Anyone using the Transistor Research LabsM 225's


On the grapevine I have heard that these amps are good enough to be the end of the line. Given their reasonable cost - that would be great news. Any comments?
128x128gammajo
Tvad - yes I have communicated with them. They are a great bunch. They are helping with tweaks etc.
Corrections. The M225 and Samson are not identical, the latter using a new power supply.

If these are Class D amps they eclipse every D amp I've heard. I'm intimately familiar with the Class D fingerprint and this isn't it, tempting to say by far. Paul told me the first ~10 watts are class A. This is consistent with very low level performance. Milliwatts sound identical to power levels at much greater SPLs. No contraction of soundstage depth or width, etc.

Maybe it leaps over to Class D at > 10 watts??

Bass control, weight .... everything bass is stunning.

I will submit a review after 500 hours, but I could go on and on. I've yet to find a flaw. They are highly SC sensitive.

Try Ken Bonfield's American Baroque: Steel String Surprise through these devices. My most intense musical experience to date.
Yes, the bass is simply unmatched by a wide, wide margin compared to all I have owned. Paul said this to me and he is so right. I can now follow bass lines that were either blurred or even silent in my passed systems.

Paul has many of his own recordings which he knows like the back of his hand. At least he thought so. These new amps reveal aspects of his self produced records which he now hears for the first time. He and Brian played recording after recording so excited by Samson's power supply. They were like children having so much fun!

The power supply is the key! Paul's circuit design, wire and overbuilt parts are also key.

My Dude preamp has the same power supply design and does bass better then any SS or tube preamp my lucky ears have heard. The bass coming out of the Dude is remarkable to say the least. The two units together are pure musical heaven.
Since my D-225 is for sale, I wasn't going to post here. I didn't want it to look like I was promoting my ad. But since Tvad already mentioned it, I'll throw in my opinion.

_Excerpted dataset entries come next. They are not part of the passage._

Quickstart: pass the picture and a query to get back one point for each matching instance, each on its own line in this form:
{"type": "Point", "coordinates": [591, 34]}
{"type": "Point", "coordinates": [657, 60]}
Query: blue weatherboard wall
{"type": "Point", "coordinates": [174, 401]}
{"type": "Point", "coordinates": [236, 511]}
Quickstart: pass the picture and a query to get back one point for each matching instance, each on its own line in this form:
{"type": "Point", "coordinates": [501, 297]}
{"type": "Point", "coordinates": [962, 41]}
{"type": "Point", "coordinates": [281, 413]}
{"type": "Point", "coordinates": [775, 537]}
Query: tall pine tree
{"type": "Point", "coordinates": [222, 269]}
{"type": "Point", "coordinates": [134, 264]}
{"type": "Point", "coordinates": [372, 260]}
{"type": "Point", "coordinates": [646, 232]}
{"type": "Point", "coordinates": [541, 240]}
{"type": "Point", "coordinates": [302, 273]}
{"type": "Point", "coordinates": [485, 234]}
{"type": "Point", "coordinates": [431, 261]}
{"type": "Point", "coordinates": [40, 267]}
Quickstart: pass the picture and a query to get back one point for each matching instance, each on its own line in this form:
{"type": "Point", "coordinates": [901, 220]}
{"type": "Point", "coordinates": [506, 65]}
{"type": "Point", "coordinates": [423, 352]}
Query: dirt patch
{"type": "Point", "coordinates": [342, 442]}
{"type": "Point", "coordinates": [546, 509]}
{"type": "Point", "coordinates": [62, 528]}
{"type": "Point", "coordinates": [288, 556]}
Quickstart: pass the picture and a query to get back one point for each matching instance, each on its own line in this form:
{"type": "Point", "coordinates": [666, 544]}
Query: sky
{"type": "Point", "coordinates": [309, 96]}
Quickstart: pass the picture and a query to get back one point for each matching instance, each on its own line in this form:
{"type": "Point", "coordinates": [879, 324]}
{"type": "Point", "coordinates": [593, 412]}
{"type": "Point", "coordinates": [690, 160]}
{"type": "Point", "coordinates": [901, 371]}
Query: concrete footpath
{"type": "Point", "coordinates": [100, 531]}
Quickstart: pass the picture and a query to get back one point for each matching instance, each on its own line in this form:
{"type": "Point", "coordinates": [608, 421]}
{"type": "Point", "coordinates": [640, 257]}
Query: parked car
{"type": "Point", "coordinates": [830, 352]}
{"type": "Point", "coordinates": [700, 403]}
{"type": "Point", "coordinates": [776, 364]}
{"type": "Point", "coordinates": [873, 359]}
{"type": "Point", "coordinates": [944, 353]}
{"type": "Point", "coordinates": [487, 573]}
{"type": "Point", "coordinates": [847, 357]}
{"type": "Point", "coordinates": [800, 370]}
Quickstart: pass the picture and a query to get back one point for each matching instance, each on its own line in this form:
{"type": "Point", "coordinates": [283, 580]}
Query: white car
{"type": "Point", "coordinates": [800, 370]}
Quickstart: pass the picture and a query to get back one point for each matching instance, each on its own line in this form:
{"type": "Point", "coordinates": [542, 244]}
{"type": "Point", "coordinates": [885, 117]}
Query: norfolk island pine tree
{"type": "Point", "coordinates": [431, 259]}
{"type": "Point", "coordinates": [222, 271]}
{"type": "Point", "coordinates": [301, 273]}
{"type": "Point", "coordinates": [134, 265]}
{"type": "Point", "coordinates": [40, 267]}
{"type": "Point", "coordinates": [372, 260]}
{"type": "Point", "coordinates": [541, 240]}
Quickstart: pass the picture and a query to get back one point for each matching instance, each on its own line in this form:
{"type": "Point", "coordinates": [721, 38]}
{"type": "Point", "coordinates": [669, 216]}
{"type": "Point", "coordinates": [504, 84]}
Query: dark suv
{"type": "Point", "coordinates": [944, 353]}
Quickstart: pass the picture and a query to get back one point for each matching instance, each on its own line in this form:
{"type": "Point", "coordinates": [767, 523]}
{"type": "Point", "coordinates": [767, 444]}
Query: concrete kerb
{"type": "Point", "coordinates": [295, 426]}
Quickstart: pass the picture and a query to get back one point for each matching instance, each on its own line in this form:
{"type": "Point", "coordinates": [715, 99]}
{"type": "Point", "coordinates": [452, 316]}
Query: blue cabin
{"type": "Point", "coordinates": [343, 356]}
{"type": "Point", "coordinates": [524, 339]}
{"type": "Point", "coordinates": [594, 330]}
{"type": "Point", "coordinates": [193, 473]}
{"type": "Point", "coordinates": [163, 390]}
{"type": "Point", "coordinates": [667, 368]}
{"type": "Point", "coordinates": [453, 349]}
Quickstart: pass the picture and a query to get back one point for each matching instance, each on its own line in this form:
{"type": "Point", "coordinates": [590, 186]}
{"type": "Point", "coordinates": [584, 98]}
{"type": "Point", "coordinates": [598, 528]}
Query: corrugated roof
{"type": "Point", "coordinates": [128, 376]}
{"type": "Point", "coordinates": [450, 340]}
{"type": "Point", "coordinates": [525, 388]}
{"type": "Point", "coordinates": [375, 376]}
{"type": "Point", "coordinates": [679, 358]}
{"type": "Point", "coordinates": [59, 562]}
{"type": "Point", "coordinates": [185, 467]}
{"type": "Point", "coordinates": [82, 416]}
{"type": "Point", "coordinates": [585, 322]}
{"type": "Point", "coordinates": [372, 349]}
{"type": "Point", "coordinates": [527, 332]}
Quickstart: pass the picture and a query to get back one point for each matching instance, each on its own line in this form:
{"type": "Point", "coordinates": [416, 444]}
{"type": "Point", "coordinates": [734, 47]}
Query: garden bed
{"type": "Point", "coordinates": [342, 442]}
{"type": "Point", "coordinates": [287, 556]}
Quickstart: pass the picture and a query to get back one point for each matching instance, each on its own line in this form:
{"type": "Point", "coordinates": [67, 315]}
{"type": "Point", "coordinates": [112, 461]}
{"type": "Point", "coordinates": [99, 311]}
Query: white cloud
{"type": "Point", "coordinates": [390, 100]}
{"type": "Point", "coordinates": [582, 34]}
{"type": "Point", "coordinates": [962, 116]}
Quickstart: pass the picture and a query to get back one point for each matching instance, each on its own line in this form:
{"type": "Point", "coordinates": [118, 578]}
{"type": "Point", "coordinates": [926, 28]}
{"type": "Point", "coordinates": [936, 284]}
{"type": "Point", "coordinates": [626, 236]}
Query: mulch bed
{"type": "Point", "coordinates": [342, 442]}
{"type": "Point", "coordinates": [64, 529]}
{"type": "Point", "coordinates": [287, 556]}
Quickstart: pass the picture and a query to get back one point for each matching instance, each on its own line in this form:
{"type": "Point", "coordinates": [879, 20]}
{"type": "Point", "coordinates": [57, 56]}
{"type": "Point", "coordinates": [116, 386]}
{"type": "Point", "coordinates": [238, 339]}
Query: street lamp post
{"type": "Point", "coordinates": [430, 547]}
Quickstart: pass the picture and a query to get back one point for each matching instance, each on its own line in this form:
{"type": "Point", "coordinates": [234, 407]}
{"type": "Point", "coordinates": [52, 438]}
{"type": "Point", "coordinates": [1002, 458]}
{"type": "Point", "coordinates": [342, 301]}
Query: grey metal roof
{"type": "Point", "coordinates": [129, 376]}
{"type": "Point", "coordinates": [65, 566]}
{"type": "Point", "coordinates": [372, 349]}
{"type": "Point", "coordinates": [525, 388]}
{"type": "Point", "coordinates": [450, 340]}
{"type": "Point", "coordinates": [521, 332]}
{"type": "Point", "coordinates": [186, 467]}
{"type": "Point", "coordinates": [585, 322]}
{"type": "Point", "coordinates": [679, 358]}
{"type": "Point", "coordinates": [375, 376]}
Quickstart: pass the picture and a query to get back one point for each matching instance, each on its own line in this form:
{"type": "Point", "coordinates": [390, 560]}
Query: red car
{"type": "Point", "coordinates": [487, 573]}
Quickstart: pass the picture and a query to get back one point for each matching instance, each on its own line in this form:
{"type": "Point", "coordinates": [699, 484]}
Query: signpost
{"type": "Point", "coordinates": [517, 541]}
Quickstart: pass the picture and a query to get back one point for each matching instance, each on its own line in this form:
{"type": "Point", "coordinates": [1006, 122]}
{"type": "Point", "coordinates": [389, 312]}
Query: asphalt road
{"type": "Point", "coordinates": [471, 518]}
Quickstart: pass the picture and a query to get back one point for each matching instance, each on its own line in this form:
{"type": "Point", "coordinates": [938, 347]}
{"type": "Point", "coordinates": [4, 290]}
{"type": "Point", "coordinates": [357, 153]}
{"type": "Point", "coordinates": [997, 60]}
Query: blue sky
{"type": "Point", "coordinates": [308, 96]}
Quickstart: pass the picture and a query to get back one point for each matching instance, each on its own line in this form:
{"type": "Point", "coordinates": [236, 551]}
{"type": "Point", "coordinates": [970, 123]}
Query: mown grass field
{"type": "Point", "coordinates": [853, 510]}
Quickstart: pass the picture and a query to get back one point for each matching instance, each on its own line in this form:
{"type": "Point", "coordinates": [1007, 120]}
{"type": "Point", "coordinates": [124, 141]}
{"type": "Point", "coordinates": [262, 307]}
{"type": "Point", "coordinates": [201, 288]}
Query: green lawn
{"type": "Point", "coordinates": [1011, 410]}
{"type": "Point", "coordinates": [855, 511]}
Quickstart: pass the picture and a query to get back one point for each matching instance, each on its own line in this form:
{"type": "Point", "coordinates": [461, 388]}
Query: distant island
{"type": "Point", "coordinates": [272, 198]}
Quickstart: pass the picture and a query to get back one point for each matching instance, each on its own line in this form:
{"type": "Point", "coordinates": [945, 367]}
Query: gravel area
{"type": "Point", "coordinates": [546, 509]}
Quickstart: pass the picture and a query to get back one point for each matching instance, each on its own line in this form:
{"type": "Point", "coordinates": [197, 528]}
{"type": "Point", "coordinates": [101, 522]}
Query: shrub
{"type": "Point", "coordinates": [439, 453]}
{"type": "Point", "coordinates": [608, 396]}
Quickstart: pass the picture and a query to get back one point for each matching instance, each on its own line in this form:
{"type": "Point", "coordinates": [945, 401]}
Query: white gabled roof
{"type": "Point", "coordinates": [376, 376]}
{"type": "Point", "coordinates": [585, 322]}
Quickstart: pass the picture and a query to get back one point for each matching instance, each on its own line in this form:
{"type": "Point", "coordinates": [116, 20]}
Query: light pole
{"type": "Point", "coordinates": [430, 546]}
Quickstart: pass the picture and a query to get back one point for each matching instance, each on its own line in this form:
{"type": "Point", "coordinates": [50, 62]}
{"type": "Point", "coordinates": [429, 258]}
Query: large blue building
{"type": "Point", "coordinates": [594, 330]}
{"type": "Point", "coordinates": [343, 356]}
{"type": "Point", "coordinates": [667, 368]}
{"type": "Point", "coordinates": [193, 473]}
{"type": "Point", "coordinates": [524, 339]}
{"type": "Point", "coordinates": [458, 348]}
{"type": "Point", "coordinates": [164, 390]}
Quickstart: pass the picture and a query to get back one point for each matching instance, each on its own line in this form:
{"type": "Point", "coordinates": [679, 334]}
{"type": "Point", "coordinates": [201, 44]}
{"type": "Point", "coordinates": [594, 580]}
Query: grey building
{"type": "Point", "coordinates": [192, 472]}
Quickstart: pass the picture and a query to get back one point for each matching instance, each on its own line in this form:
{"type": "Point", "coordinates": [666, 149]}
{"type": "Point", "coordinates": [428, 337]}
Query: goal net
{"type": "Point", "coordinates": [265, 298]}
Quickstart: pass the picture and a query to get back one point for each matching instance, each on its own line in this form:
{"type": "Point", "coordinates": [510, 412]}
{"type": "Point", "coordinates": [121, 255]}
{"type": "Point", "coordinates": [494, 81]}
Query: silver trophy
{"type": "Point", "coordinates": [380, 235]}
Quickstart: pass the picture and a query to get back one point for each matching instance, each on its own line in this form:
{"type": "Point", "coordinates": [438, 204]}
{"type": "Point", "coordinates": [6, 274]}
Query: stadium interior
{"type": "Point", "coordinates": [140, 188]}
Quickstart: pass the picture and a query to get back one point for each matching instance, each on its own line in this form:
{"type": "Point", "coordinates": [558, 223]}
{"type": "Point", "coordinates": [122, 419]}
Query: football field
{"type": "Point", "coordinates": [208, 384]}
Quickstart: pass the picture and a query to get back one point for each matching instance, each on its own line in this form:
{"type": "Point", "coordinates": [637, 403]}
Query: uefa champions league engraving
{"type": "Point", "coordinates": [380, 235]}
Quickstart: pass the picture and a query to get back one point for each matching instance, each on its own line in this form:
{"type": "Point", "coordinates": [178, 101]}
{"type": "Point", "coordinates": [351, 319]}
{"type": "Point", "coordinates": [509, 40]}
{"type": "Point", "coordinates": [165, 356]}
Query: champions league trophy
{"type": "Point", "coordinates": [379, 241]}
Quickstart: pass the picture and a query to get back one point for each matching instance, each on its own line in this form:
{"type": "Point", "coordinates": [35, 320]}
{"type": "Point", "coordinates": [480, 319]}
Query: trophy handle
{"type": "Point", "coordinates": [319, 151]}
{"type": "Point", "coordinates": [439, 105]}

I owned NuForce Ref 9's & Ref 9 V2's for about 1 1/2 years. I really enjoyed them, the detail and especially the bass, was better than anything I had previously heard. And for the money, they were a bargain. The only downside (for me), they weren't the most "musical" amps.

After the NuForce amps, I bought a Belles 150A Reference. Again, I really liked this amp. Not quite the bass of the NuForce, but more musically involving. This was going to be my last amp and I was hoping to buy a second and use them as monoblocks. Then the I saw the TRL D-225 for sale.

Enter the TRL D-225. Whole new world! As someone else wrote, all of the typical audiophile adjectives fail to do justice to what I heard. It just sounds like music. Unmatched low-end control of my Vandersteen 3a Signatures and absolutely, positively dead quiet. Crazy quiet. Paul recently contacted me and offered to upgrade mine to the new power supply, which according to him, will make it quieter yet.

I have no inside knowledge and I haven't opened mine up, but for what it's worth, the D-225 does not sound like a digital amp to me.
Grannyring and Ecruz if either of you ever hear the SE version of the Nuforce Reference 9V2 I would be very interested in a comparison to what you are hearing with the TRL products. I recently acquired the SE version and they sound quite musical to me, not cold or warm, more like neutral. Chris Martens, reviewer for Absolute Sound, for example, has followed the evolution of Nuforce and reports Dec 2008 that with the V2 SE, Nuforce finally reached a "high level of sweetness that is intimate focused and pure".